SWITZERLAND/GLOBAL: As reported on this website on July 24, after declaring a total freeze in hiring of new personnel just a few weeks ago, ABB, one of the world's most well-known electrical engineering companies, announced it would reduce its current workforce by 12,000 jobs worldwide within the next 18 months (see associated link). These planned job cuts were announced without any consultation or even information to the workers' representatives and their unions.
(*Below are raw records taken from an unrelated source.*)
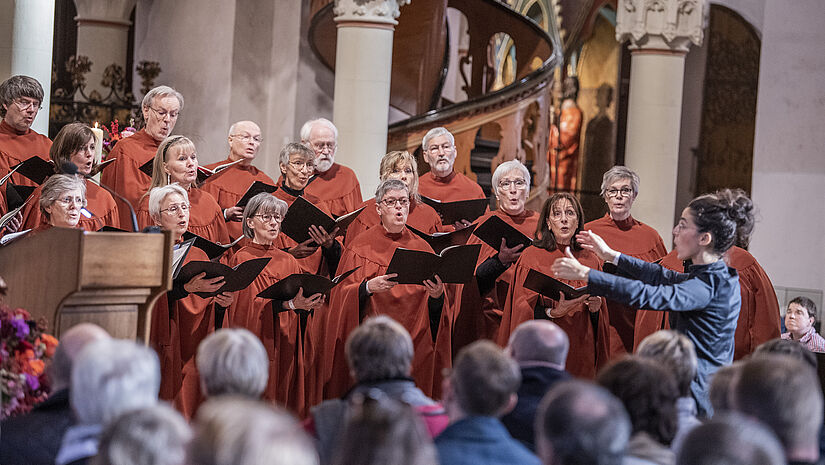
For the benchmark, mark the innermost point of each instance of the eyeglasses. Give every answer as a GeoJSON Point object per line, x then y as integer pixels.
{"type": "Point", "coordinates": [518, 183]}
{"type": "Point", "coordinates": [625, 191]}
{"type": "Point", "coordinates": [69, 200]}
{"type": "Point", "coordinates": [247, 138]}
{"type": "Point", "coordinates": [24, 105]}
{"type": "Point", "coordinates": [266, 217]}
{"type": "Point", "coordinates": [162, 114]}
{"type": "Point", "coordinates": [389, 203]}
{"type": "Point", "coordinates": [175, 208]}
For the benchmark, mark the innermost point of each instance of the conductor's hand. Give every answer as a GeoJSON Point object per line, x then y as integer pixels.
{"type": "Point", "coordinates": [303, 249]}
{"type": "Point", "coordinates": [508, 255]}
{"type": "Point", "coordinates": [224, 299]}
{"type": "Point", "coordinates": [320, 236]}
{"type": "Point", "coordinates": [568, 267]}
{"type": "Point", "coordinates": [594, 243]}
{"type": "Point", "coordinates": [381, 283]}
{"type": "Point", "coordinates": [201, 283]}
{"type": "Point", "coordinates": [435, 288]}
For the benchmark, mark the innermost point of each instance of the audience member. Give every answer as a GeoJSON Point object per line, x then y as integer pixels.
{"type": "Point", "coordinates": [232, 361]}
{"type": "Point", "coordinates": [156, 435]}
{"type": "Point", "coordinates": [237, 431]}
{"type": "Point", "coordinates": [34, 438]}
{"type": "Point", "coordinates": [580, 423]}
{"type": "Point", "coordinates": [540, 348]}
{"type": "Point", "coordinates": [110, 377]}
{"type": "Point", "coordinates": [648, 392]}
{"type": "Point", "coordinates": [481, 388]}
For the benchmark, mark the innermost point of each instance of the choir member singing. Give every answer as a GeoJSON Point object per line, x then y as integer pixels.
{"type": "Point", "coordinates": [559, 221]}
{"type": "Point", "coordinates": [622, 232]}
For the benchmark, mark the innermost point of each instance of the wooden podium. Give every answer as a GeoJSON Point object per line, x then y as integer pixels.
{"type": "Point", "coordinates": [69, 276]}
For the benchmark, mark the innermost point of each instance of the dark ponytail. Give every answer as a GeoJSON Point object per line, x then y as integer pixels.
{"type": "Point", "coordinates": [727, 215]}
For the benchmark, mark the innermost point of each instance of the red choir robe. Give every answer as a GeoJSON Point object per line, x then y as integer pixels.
{"type": "Point", "coordinates": [230, 185]}
{"type": "Point", "coordinates": [125, 176]}
{"type": "Point", "coordinates": [759, 318]}
{"type": "Point", "coordinates": [337, 189]}
{"type": "Point", "coordinates": [405, 303]}
{"type": "Point", "coordinates": [588, 344]}
{"type": "Point", "coordinates": [205, 216]}
{"type": "Point", "coordinates": [422, 217]}
{"type": "Point", "coordinates": [479, 316]}
{"type": "Point", "coordinates": [177, 329]}
{"type": "Point", "coordinates": [628, 325]}
{"type": "Point", "coordinates": [98, 202]}
{"type": "Point", "coordinates": [279, 333]}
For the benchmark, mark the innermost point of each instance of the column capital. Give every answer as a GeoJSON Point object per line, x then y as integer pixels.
{"type": "Point", "coordinates": [664, 25]}
{"type": "Point", "coordinates": [368, 11]}
{"type": "Point", "coordinates": [114, 13]}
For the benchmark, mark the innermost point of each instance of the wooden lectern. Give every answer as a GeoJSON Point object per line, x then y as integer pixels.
{"type": "Point", "coordinates": [69, 276]}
Neither the European Works' Council nor its Select Committee received any information before the company publicly disclosed its plans.
Once again a transnational company has shown that the shareholders' interests get high priority while the stakeholders' interests are simply neglected, even though many of them can expect to lose their jobs within the upcoming months.
In a letter to the president and CEO of ABB, Jörgen Centerman, the IMF demanded an emergency meeting between the management and an IMF delegation in order to discuss the effects of the announced job reductions on the workplace in the different countries and to look at possible alternatives to the company's plans.
The IMF's general secretary, Marcello Malentacchi, also reminded Mr. Centerman of the discussions which took place at the IMF World Conference for ABB at the end of March 2001 in Mannheim, Germany, where all workers' representatives asserted the necessity for earlier information and closer cooperation to overcome the problems within the company. These problems, says the IMF, can only be solved in common and with the support of the workforce and its representatives, and not against them. The current attitude of ABB can clearly not be seen as an attempt by the company to develop closer cooperation and to increase the confidence of the workforce in the company and its management.
"Announcing job reductions and cost cuts cannot be considered as creative and socially responsible concepts," continued Malentacchi. This only imitates a policy many managers believe will pacify analysts, shareholders and stock exchanges. However, it's such unilateral company decisions which bring people to believe that globalisation has to be fought totally."